[PATCH 0/8] dax/kmem: atomic whole-device hotplug via sysfs

Gregory Price posted 8 patches 1 week, 6 days ago
Documentation/ABI/testing/sysfs-bus-dax |  17 +
drivers/dax/bus.c                       |   3 +
drivers/dax/bus.h                       |   2 +
drivers/dax/cxl.c                       |   1 +
drivers/dax/dax-private.h               |   3 +
drivers/dax/hmem/hmem.c                 |   1 +
drivers/dax/kmem.c                      | 457 ++++++++++++++++++------
include/linux/memory-tiers.h            |  34 +-
include/linux/memory.h                  |  22 ++
include/linux/memory_hotplug.h          |  32 ++
mm/memory-tiers.c                       |  29 +-
mm/memory_hotplug.c                     |  67 +++-
12 files changed, 501 insertions(+), 167 deletions(-)
[PATCH 0/8] dax/kmem: atomic whole-device hotplug via sysfs
Posted by Gregory Price 1 week, 6 days ago
The dax kmem driver currently onlines memory during probe using the
system default policy, with no way to control or query the region state
at runtime - other than by inspecting the state of individual blocks.
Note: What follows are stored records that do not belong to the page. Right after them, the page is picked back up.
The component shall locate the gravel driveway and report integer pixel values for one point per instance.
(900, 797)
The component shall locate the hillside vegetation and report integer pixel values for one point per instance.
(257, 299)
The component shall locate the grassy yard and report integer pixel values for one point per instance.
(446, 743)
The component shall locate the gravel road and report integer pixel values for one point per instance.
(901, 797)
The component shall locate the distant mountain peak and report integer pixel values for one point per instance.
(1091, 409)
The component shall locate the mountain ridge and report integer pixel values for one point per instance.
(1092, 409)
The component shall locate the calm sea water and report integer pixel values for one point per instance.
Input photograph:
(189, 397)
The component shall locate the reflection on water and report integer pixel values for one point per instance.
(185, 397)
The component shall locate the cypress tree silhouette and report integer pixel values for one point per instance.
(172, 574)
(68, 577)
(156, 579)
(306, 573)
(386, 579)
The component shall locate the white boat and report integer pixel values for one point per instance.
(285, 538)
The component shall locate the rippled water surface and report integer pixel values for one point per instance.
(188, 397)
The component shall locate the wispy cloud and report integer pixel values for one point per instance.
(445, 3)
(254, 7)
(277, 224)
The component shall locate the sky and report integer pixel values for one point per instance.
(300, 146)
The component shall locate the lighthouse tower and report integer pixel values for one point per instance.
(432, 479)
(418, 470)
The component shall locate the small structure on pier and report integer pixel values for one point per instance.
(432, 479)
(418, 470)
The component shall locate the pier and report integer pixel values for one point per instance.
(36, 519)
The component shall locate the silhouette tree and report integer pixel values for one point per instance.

Offlining and removing an entire region requires operating on individual
memory blocks, creating race conditions where external entities can
interfere between the offline and remove steps.

The problem was discussed specifically in the LPC2025 device memory
sessions - https://lpc.events/event/19/contributions/2016/ - where
it was discussed how the non-atomic interface for dax hotplug is causing
issues in some distributions which have competing userland controllers
that interfere with each other.

This series adds a sysfs "hotplug" attribute for atomic whole-device
hotplug control, along with the mm and dax plumbing to support it.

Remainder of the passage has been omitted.